Ged Kearney, Shadow Assistant Minister for Health and Ageing, represents Cooper, a sprawling division of Melbourne’s northern metropolitan suburbs.

Ms Kearney talked to Neos Kosmos after hosting a morning Greek event. She said that Greek elderly are “worried about their pension and social security, and about aged care.”

“We love the Greek community, we really do, and they’re not backwards in coming forwards when they want something addressed” Ms Kearney said to Neos Kosmos

Ms Kearney a nurse and later the Federal Secretary of the Australian Nursing Federation, is invested in the cause of better pay for aged care and health workers.

The United Workers Union currently have a case before the Fair Work Commission calling for a 25 percent increase for aged care workers’ salaries.

“Labor supports that case, and we will meet the costs of the pay rise, 25 percent, it sounds like it’s a lot, but it’s not when you’re earning $35,000.”

“If aged care workers do not get a pay rise, they will go and stack shelves in Woolworths where they get more money, or they’ll go and work in other parts of the community sector where they know they get paid more.”

Ms Kearney wants to “completely reform the aged care sector.”

“There will be a minimal requirement for just over 200 minutes of care provided to every single resident in every single nursing home, we’re also going to put a registered nurse on every shift in every nursing home.”

“As Anthony [Albanese] likes to say, ‘we are putting the nursing back into nursing home,’ it means the difference between being able to feed someone, or to make sure that they have a clean incontinence pad, that they can get some physical exercise, or see the physio.”

Ms Kearney says that food standards need to rise as “many people in residential aged care are malnourished and undernourished.”

The standards will be written into the Age Care Act and will be legislated says Ms Kearny.

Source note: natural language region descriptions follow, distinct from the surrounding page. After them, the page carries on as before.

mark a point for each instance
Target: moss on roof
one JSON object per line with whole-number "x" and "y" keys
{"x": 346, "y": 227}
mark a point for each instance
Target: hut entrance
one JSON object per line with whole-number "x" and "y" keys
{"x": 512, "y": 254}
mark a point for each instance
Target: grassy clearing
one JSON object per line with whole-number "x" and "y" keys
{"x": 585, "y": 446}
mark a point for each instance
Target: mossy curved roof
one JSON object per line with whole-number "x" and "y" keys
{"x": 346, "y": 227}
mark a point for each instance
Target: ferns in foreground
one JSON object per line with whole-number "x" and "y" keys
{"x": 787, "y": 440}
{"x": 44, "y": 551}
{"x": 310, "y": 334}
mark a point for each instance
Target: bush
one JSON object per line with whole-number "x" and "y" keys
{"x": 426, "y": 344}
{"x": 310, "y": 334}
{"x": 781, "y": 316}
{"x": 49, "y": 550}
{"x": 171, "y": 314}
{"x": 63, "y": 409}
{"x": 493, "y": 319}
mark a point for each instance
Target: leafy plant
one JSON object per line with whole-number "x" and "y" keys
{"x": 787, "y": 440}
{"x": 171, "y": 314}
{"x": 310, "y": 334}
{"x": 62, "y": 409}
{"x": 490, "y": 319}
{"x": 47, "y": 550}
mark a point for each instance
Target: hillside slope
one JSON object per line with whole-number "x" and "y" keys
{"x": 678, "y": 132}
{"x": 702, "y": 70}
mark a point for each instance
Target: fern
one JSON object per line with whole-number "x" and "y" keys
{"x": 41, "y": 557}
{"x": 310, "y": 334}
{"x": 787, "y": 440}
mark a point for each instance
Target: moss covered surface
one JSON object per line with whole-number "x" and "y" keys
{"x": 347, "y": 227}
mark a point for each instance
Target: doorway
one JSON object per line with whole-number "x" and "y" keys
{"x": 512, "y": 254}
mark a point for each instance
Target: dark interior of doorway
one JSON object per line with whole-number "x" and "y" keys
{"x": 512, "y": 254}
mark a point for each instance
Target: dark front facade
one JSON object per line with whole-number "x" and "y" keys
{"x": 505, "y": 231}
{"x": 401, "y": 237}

“All facilities, public and private, will have to meet the standards, however, if you can’t attract people to work in the sector then it’s not going to be worth it, so pay rises are very important.”

The member for Cooper also wants to “crack down on dodgy age care providers.”

“There are providers out there buying Maseratis and mansions in Toorak rather than caring for their residents.

“We will make sure that every cent that goes to aged care is spent on care, we will have better transparency and accountability.”

Home care packages will also be increased according to Ms Kearney.

“Tens of thousands of people die waiting to get a package, it’s outrageous, we will increase the number of packages, and crack down on some providers.”

“Most providers [of home care packages] do the right thing, but some are gouging massive amounts out of the packages for so called ‘administrative costs’ – Labor are going to make sure that the maximum amount that goes into the packages is spent on care.”

Ged Kearny talking to elderly Greeks in her electorate. Photo: Supplied

Neos Kosmos asked Ms Kearney why so many new immigrants with degrees in medicine and health are driving Uber? Was it the Australian Medical Association (AMA) and health unions which are keeping a closed shop?

She agrees that better pathways are needed for people who come from overseas with qualifications.

“We have to be careful because there are standards around language and language is important if you’re in healthcare, you have to be able to communicate well and you need to make sure that they understand the Australian healthcare context.”

The suburbs of Cooper have transformed. Once enclaves of working-class Irish and post-war South-Eastern European migrants are now creative hubs of educated professionals, mixed in with ageing migrants whose children are subdividing 700 sq mt blocks to build million-dollar town houses. Then there are the recent waves of South Asian, Arabic, African and Chinese aspirational immigrant communities. There are also many cashed up tradies.

Ms Kearny is cognisant of the altering demographics and new erratic political allegiances. The new progressives, look to the Greens, while traditional migrant voters and some of their offspring, feel increasingly alienated by ‘woke’ politics.

“When I ran in the byelection the vote a lot of people that voted Green here, but that has settled down and I have quite a comfortable margin.”

The shadow assistant health minister says it is about understanding what the local issues are, “and they very rarely change.”

“People want their kids to have a good education, they want a decent health system, they want their parents looked after in their old age, they want decent jobs, at the end of the day they you know what we will do about climate change, of course there is the issue of integrity and this electorate cares very much about asylum seekers and immigration.”

As the discussion ended Ms Kearney stressed, she fell “totally in love” with Anastasi and that she attended last Saturday.

“I had never been to midnight mass at a Greek church, I love the way it’s all sung and the candles outside it was really beautiful.”

Ged Kearney is very engaged in her local community and is aware of national issues in ageing and health. Will she win Cooper? It appears so. Will Labor take government? A tough call to make yet.